Il piccolo Lowther, Costner ed Eastwood sul set

Ed ecco quindi, qui il film mostra la sua vera anima, che la fuga di Butch non è verso la libertà o, come dice lui velleitariamente, verso l’Alaska – ha con sé una cartolina di quei luoghi mandatagli, sostiene, dal padre con cui vorrebbe ricongiungersi. Il viaggio di Un Mondo Perfetto è tutto interiore: è una corsa a due condotta da un uomo che cerca in qualche modo di rendersi padre agli occhi di un bimbo, cui insegna a dar voce ai suoi desideri e a non vergognarsi di quello che è. Ma i suoi sono gli strumenti pedagogici d’un individuo imperfettissimo che sa di essere tale: “Non sono né un brav’uomo né il peggiore degli uomini, sono solo una razza a parte”, dice. Allora, pur cercando sempre di difendere Phillip, i suoi insegnamenti comprendono anche il mettere nelle mani del bimbo una pistola o lasciare che rubi una maschera in un negozio.

Butch non sa essere un modello per il bimbo, semplicemente perché nessuno lo è mai stato per lui. E il piccolo, che indossa per tutto il film la maschera del fantasmino Casper, finisce perciò per essere anche il fantasma del bambino che Butch è stato, sul quale proiettare le sue aspirazioni frustrate. Come ha scritto Luca Venzi in un bel saggio sul film, questa è “la storia di un uomo che viaggia incontro alla morte accanto al fantasma della sua infanzia perduta”.
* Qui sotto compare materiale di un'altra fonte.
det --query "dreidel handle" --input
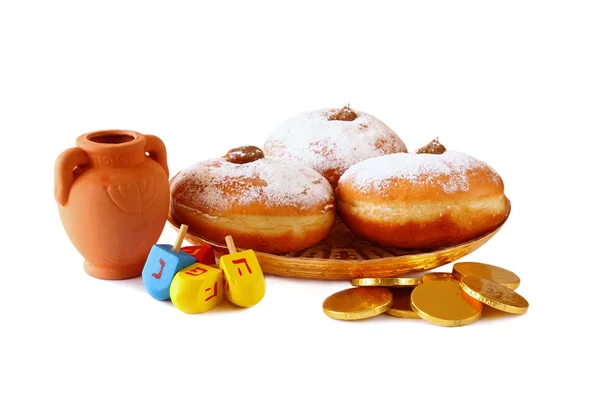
[172,224,187,253]
[225,235,237,254]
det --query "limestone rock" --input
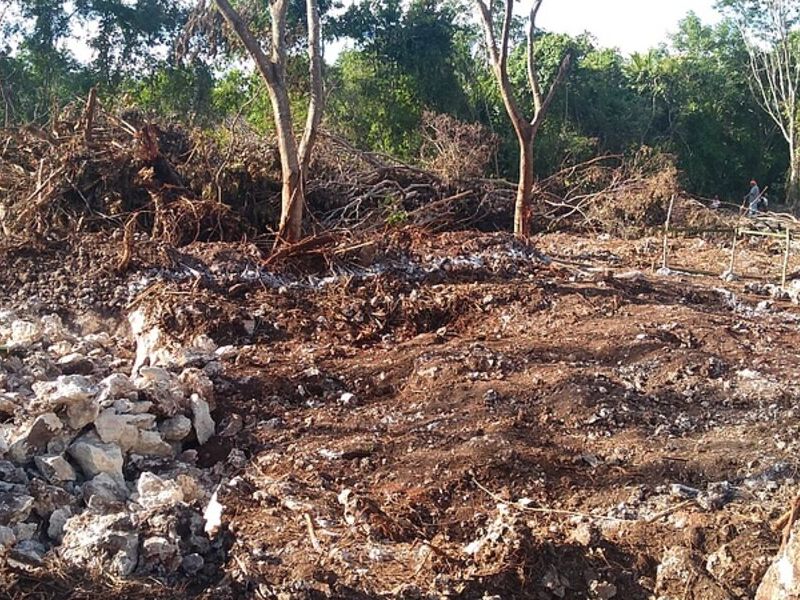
[83,473,127,514]
[178,368,214,407]
[8,413,64,463]
[158,415,192,442]
[33,454,75,483]
[131,431,175,458]
[59,512,139,577]
[33,375,97,406]
[136,471,184,509]
[0,492,34,526]
[189,394,215,446]
[47,506,72,542]
[69,437,125,483]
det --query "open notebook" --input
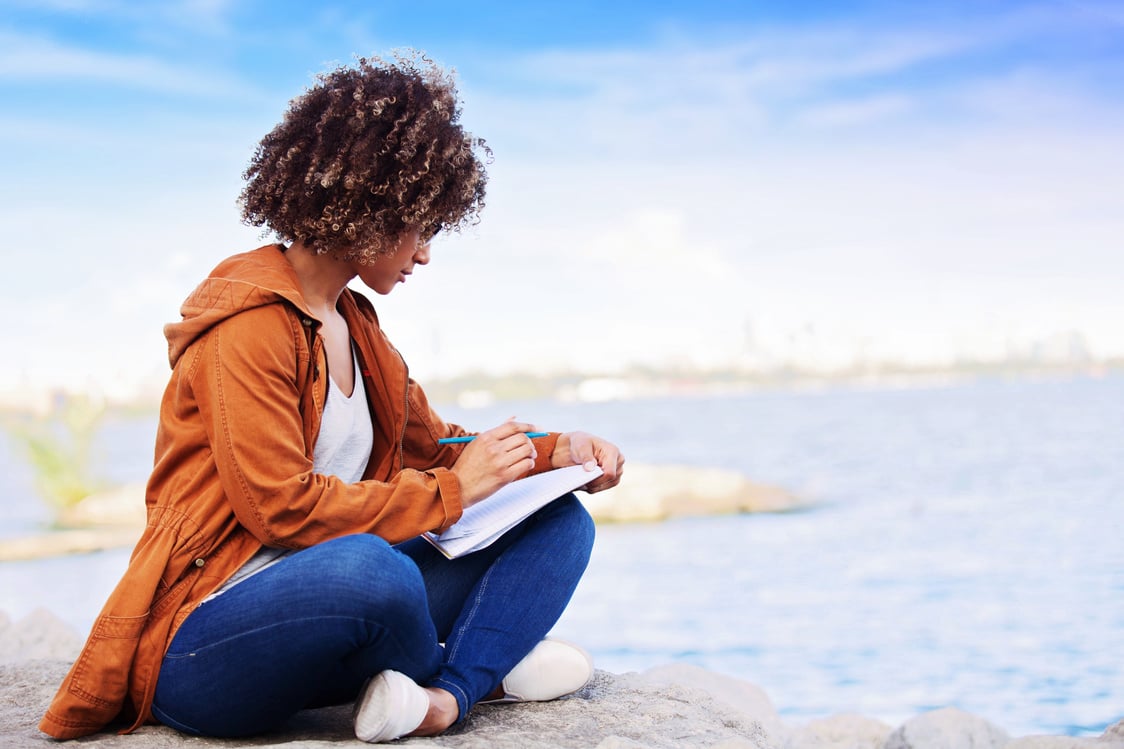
[423,466,601,559]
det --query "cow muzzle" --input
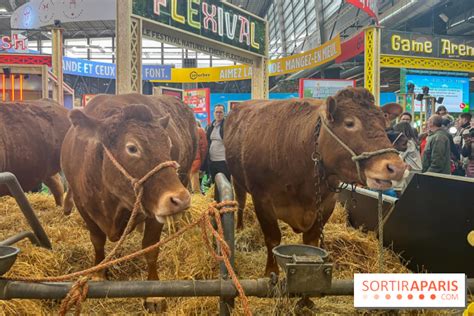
[153,188,191,224]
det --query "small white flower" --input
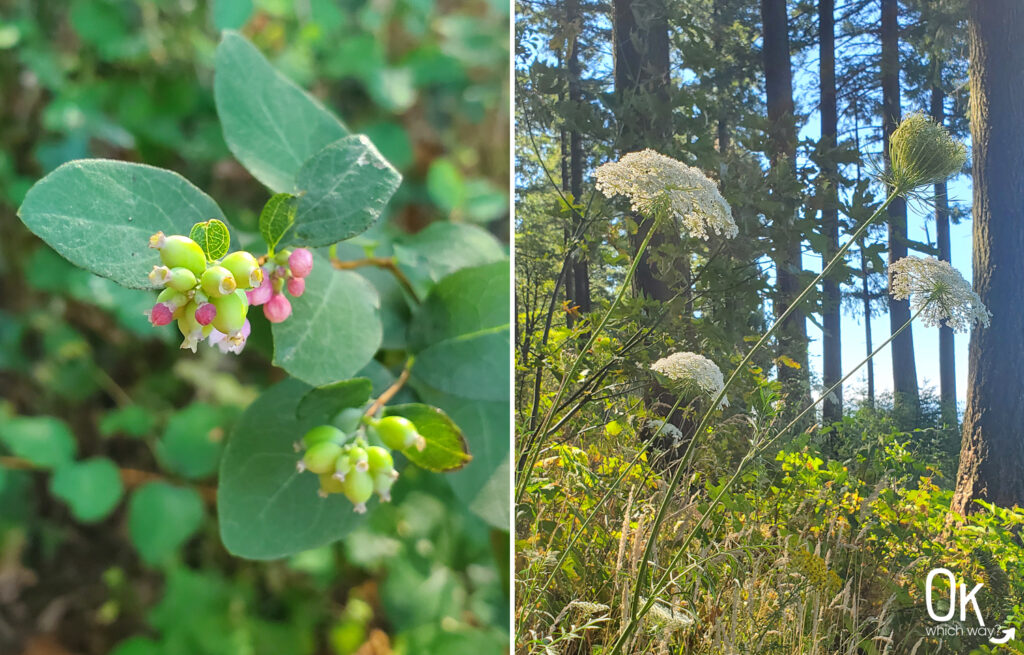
[597,148,738,239]
[890,257,991,332]
[650,352,729,407]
Un Mondo Perfetto è un viaggio nello spazio e nel tempo – infatti Butch dice che la Ford su cui viaggiano è una macchina del tempo –, ma entrambe le dimensioni sono frustranti. Perché nei decenni continua a perpetrarsi, una generazione dopo l’altra, la stessa storia di maltrattamenti verso i bambini. E perché, viaggiando attraverso il paese, le persone che i due fuggitivi incontrano sono demoralizzanti: dalle cassiere del supermercato, che ridono a comando affinché il padrone riconosca loro un bonus premio, all’inappuntabile padre di famiglia che quando Phillip, rimasto solo in macchina, rischia di andare a schiantarsi, invece di pensare all’incolumità del bimbo si preoccupa di salvare dall’incidente la sua automobile nuova fiammante.

Un Mondo Perfetto è un film senza prospettive e senza eroi: non lo è Garnett, il quale dopo che è accaduto l’inevitabile scolpisce nel finale una frase disillusa, “io non so niente”, che non ammette repliche. Non lo è Butch (interpretato da un toccante Costner all’apice della sua carriera), al quale, sebbene possegga l’alone molto americano del loser romantico, la sceneggiatura riserva tratti obiettivamente sgradevoli, come nell’episodio in cui spaventa e quasi tortura una famiglia di colore che gli aveva pure offerto ospitalità. Ed è in chiusura di questa sequenza che il piccolo Phillip sarà costretto, suo malgrado e al di là della sua stessa capacità di comprendere cosa sta facendo, a reagire.

Nessuno in Un Mondo Perfetto riesce a essere padre di qualcun altro, non Butch, non Garnett, non il paese, metaforicamente. Resta solo la nostalgia per quel che si sarebbe potuti diventare, e il sogno di un futuro più mitico che verosimile, l’Alaska, al quale anche Butch, nel suo girare a vuoto in una fuga senza meta, mostra di non credere. Ci si può solo augurare che la terribile lezione di vita in cui è incappato Phillip, che ha posto ineluttabilmente fine alla sua infanzia, stavolta serva a qualcosa. Anche se Garnett sa bene, per esperienza, che la violenza produce solo altra violenza. È la ragione, molti anni dopo, della scelta dell’ex operaio Kowalski, in Gran Torino – altro modello di auto della Ford –, personaggio in cui si ricapitola tutto il cinema di Eastwood, il quale sceglie la via del sacrificio e s’immola, disarmato, ai suoi carnefici. L’unico modo per interrompere la spirale della violenza.